The Toshiba Qosmio X770 sports the latest second generation Sandy Bridge processor, and is based on the same chipset as the HP Pavilion dv6, one of the latest multimedia laptops we've reviewed in recent times. For comparison’s sake, we also selected the MSI GT660, one of the better gaming machines we have had last year, to illustrate where today’s powerhouse machines stand in terms of performance.
But something interesting to note is that today’s multimedia notebook with discrete graphics is almost on par with yesteryear’s gaming grade notebook which used the best mobile GPU available then. This probably gives an insight into what actually contributes to the X770’s stellar performance over the MSI GT660. We’re inclined to attribute it towards the advancements made in the latest NVIDIA GeForce GTX 560M (at time of writing, but now taken over by the newly released GTX 580M) GPU giving it much higher graphics processing throughput.
|Specifications / Notebook||Toshiba Qosmio X770||HP Pavillion dv6 Integrated||MSI GT660|
|Processor|| Intel Core i7-2630QM
(2.0 GHz quad-core)
|Intel Core i7-2630QM
(2.0 GHz, quad-core)
|Intel Core i7-740QM
|Chipset||Intel HM65||Intel HM65||Intel PM55|
|Memory||8GB DDR3||4GB DDR3||12GB DDR3|
|HDD||1TB (2 x 500GB SATA)||750 GB SATA||2 x 500GB SATA|
|Video||NVIDIA GeForce GTX 560M||ATI Radeon HD 6770M||NVIDIA GeForce GTX 285M|
In our PCMarksVantage test, the Qosmio X770 pulled ahead (8224) of both other notebooks by a large margin. This is partly thanks to its discrete graphics card, which gives it extra firepower in terms of 3D scores that boosts its overall scores. The extra RAM and speedier hard drive also contributed to the scores but it pales in comparison to notebooks packing SSDs, which have scores in the five-figure range. So for gamers who would like to push the machine’s potential to the limit, it wouldn’t be too far-fetched to actually consider swapping one of the two already fast 500GB 7200RPM hard disks for an SSD to increase its overall competence exponentially.
In our 3DMarks06 test, the Toshiba naturally trumps over the other machines with scores well over 16,000, thanks to its powerful discrete graphics card. And if you aren't convinced yet, then you need to know that the scores were for full HD resolution, while the rest were running the benchmark on 1024 x 768 pixels resolution. Of course contributing to the end results are the faster Core i7-2630QM processor and 8GB of RAM. A powerful GPU these days also provides many more advantages besides gaming. Some software that have traditionally taxed the CPU to its limit have also recently been made to take advantage of the system’s GPU (think Photoshop) in order to get rendering or encoding done much faster, easing reliance on the CPU, freeing it up for other tasks.
Far Cry 2 (Updated as of 15th October 2011)
If you need further proof that the writers here at HardwareZone are as "hardware" centric as our name suggests, here's one for you. We've recently retested the Toshiba Qosmio X770 and the latest updated iteration of the HP Pavilion dv6 which features a new Core i7 processor that has a higher clock speed. Unfortunately as they are notebooks different classes, we only have scores based on resolutions tied to their class.
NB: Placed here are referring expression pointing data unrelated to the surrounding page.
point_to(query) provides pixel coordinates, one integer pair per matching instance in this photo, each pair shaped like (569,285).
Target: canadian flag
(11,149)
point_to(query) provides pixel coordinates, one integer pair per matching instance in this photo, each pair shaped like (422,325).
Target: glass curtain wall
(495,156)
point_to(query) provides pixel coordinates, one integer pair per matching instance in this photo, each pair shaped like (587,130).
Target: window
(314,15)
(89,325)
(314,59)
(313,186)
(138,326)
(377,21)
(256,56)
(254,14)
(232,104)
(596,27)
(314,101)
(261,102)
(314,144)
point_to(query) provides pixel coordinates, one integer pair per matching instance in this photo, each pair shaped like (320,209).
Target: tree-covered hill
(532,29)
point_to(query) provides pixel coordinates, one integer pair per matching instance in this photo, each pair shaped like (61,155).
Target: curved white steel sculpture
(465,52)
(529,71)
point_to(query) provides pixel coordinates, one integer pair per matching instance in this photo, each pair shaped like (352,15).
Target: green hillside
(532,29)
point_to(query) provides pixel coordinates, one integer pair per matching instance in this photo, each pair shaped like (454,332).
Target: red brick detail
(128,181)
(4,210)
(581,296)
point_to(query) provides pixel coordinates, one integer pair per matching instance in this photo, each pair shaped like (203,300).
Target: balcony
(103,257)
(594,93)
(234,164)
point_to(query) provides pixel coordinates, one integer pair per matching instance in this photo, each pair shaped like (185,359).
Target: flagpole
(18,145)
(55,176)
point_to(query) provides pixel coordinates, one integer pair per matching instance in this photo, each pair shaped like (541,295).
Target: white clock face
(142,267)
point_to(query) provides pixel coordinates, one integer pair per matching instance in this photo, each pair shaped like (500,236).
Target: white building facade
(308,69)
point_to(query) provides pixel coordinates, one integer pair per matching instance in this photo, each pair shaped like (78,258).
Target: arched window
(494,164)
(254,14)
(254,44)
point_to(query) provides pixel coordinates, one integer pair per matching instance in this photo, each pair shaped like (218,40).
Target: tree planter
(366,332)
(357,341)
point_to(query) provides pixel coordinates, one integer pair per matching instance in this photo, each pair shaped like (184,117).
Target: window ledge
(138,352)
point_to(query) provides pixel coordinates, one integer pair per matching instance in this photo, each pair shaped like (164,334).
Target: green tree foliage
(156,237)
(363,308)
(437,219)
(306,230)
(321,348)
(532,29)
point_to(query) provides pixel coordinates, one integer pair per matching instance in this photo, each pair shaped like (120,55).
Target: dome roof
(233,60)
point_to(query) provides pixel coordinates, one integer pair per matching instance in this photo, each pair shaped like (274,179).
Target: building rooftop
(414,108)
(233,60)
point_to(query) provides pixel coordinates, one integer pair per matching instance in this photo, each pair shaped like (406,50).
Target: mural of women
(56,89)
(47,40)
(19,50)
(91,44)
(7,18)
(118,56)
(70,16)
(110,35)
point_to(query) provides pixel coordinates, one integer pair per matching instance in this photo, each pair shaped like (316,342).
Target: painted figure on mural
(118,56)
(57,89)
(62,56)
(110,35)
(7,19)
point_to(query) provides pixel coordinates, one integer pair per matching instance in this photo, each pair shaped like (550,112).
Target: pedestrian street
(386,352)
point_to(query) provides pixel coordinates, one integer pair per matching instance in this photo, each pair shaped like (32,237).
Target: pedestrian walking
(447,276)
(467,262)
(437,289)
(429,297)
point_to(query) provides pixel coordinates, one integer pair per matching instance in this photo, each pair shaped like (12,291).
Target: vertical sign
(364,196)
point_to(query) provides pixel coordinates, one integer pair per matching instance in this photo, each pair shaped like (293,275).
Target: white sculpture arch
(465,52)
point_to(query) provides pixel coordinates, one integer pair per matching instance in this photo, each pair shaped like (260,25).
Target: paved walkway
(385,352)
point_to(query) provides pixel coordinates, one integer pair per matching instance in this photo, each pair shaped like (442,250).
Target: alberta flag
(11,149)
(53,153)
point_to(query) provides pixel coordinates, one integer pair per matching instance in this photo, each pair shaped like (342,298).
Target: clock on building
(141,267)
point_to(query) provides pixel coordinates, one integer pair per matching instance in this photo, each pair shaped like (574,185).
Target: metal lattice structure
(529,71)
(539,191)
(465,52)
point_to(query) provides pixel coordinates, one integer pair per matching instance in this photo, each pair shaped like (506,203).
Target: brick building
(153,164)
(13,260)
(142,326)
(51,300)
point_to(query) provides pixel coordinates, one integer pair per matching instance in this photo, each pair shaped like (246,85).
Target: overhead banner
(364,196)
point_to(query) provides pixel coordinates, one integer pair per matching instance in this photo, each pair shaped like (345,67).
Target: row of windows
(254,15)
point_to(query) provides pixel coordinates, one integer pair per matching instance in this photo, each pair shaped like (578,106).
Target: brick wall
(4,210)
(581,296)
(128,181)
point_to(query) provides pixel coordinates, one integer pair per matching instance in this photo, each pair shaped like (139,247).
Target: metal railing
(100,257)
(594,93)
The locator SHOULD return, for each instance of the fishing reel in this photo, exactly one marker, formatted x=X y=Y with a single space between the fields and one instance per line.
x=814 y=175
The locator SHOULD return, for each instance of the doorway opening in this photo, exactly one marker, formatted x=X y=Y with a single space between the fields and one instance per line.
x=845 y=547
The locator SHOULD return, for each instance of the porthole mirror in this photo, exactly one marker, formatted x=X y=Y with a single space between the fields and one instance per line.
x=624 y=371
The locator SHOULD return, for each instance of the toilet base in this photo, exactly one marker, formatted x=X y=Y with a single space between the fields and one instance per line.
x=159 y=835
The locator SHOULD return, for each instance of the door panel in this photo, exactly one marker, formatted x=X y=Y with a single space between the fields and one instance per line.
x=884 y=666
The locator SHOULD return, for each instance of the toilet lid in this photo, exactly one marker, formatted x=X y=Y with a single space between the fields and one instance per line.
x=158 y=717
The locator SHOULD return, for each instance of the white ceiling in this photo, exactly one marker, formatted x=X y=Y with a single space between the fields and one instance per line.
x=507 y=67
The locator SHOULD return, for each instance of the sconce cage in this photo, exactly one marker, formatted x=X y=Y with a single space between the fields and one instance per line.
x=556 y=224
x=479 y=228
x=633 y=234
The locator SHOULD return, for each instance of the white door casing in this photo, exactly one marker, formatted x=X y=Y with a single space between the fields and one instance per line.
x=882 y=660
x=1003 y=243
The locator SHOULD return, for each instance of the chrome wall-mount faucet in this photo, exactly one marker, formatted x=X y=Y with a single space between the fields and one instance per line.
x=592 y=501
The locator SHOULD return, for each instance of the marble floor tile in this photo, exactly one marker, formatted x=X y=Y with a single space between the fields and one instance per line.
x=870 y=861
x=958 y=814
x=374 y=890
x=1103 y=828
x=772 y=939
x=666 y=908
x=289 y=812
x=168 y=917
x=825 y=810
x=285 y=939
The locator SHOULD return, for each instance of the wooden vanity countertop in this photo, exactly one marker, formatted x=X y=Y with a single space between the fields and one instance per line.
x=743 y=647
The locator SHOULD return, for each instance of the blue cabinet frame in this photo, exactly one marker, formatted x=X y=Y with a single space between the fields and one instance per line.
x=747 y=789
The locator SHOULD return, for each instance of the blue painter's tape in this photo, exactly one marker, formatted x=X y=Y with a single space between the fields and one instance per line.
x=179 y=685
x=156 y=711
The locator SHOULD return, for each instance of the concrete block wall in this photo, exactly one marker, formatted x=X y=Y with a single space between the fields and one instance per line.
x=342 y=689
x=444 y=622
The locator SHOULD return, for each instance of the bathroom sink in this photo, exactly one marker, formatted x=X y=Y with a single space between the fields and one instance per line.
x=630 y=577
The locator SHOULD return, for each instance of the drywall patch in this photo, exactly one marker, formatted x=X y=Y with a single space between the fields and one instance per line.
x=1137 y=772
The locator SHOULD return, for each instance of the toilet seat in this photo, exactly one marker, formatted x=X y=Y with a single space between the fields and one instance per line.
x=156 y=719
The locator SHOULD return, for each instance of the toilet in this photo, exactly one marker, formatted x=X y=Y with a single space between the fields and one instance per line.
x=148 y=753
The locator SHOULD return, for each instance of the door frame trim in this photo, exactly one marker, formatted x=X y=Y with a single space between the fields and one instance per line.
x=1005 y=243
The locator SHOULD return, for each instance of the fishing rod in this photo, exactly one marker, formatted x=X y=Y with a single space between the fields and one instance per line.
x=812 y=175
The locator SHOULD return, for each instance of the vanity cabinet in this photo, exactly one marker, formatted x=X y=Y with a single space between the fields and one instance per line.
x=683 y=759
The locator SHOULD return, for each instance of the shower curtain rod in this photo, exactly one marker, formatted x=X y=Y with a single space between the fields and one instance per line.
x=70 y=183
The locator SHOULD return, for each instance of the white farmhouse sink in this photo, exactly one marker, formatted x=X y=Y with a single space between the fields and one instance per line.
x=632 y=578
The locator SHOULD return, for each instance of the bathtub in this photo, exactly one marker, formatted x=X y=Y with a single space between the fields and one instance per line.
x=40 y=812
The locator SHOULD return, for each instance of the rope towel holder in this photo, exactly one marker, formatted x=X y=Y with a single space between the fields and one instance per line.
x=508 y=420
The Qosmio X770 was tested on a full HD resolution (1920 x 1080 pixels) while the dv6 was tested on the usual 1024 x 768 pixels. The Toshiba Qosmio X770 still scored fairly well compared to the newer gaming notebooks sporting newer graphic cards. At the time of its initial testing, the Qosmio X770 was also the highest specced machine available in the market, but has since then its NVIDIA GeForce GTX 560M has been outclassed by the latest NVIDIA GeForce GTX 580M found on certain newer machines. After the retesting has been done, we've also found out that certain circumstances had led to the Qosmio's inflated Far Cry 2 scores, and the new scores reflected here are the result of several rounds of benchmark testing. The Qosmio's impressive scores here indicate that the X770 is not only an adequate gaming machine, but it's also capable of handling semi-intensive graphical work such as photo or video editing. Don't expect it to replace a desktop though, because the graphic card its running is a mobile variant, and is meant to consume much less power than a desktop graphic card.